Mr. Feyrer, what is cybersecurity?
IT security, information security, protection of data and information, availability, confidentiality, integrity – this is initially very abstract. In concrete terms, it can be broken down into control security and protection goals which means that our systems must be ready and available for their intended purpose. Errors in the form of failures are easy to detect but these should be avoided at all costs by taking measures in advance.
In terms of cybersecurity, the protection goals of confidentiality and integrity – that data must not be accessible to unauthorized persons and must therefore be confidential – are more difficult to recognize, but just as important. If unauthorized changes take place, then the data can no longer be relied upon. Here, too, appropriate precautions must be taken in advance, but also, if possible, recognized and averted during operation.
Why is high cybersecurity important for transformers?
Transformers consist of many individual components. The trend is toward more remote control, and thus more networking, and thus in turn more attack surface that must be secured. In distant regions, remote monitoring is faster, easier and more effective than sending a technician on site.

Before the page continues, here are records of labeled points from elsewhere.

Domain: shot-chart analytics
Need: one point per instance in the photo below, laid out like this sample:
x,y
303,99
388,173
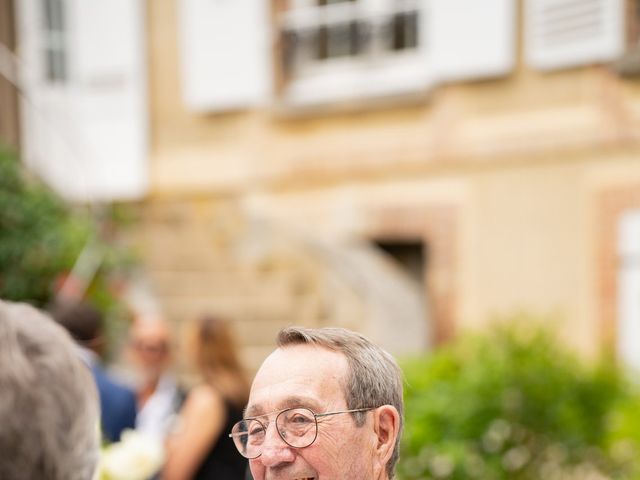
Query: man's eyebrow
x,y
290,402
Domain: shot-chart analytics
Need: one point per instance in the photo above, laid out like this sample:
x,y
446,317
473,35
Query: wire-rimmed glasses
x,y
298,428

But this requires securing access points and functions against unauthorized use, as well as detecting and defending against technical attacks. With all things digital, cybersecurity protection goals are important to ensure expected functions. And, of course, for control functions it is important to ensure that input values and operating parameters are within the defined ranges and that deviations are detected – regardless of whether they result from errors in operation or deliberate manipulation.
“Cybersecurity does not only include protection against attacks, but also the reliability of the systems.”
Dr. Hubert Feyrer
What does cybersecurity look like in product development?
There are three major areas for protecting machines from humans, whether through error or tampering: prevention, detection, response. This means that potential risks are already identified during the design stage – security by design – which are then avoided with suitable measures during development, programming and production.
But the life of our products only begins at the end of production, and new vulnerabilities must also be identified during use by customers, and any resulting risks must be assessed. If our customers’ own risks increase in their environment as a result, it is our responsibility to inform them of this and provide security updates for our products accordingly. This is where the proactive prevention of risks in development intertwines with the identification of appropriate responses in use by customers and in our product maintenance.
International standards such as ISO 27001 and IEC 62443 provide procedural models for this which comprise planning, implementation, review and continuous improvement. And so that you don’t have to start from scratch, there is an extensive catalog of topics that include possible risks and how to deal with them across departments. Everything must fit so that the chain does not break at its weakest link.
How well positioned is MR in terms of cybersecurity?
An information security management system (ISMS) is currently being set up with a focus on ETOS® and the delivery of ETOS® software updates through our MR customer portal. Along with the developers, all supporting departments are also involved: from IT to HR and from purchasing to the legal department. In the project, the current status is being checked by comparison with a catalog of measures specified by ISO 27001, and risks are being identified and measures derived.
Digitalization of power transformers — what challenges and risks does this pose for customers?
Here is an example: An ETOS® is connected to TESSA®, the MR asset management platform. The necessary encryption infrastructure is developed and coordinated with the departments responsible for the two MR products at the ends of the connection. Security in development also includes performing independent checks in the form of penetration tests and independent audits before delivery to customers. And of course, our products are also monitored after delivery to identify newly discovered vulnerabilities early on and enable their remediation through software updates in the MR customer portal.
What does the future hold?
In addition to all these technical and organizational issues, there are many legal developments, as legislators have also recognized the importance of cybersecurity. One example of this is the upcoming Cyber Resilience Act which will set EU-wide specifications for products with digital elements. Thanks to our preparatory work and many years of experience, we are well prepared here to be able to offer legally and technically secure products to the market. Of course, we remain constantly on our toes, monitoring current developments, adapting our processes and training all our developers. Because cybersecurity is a team sport that we must master together through commitment and expertise in order to offer our customers secure products and services today and in the future.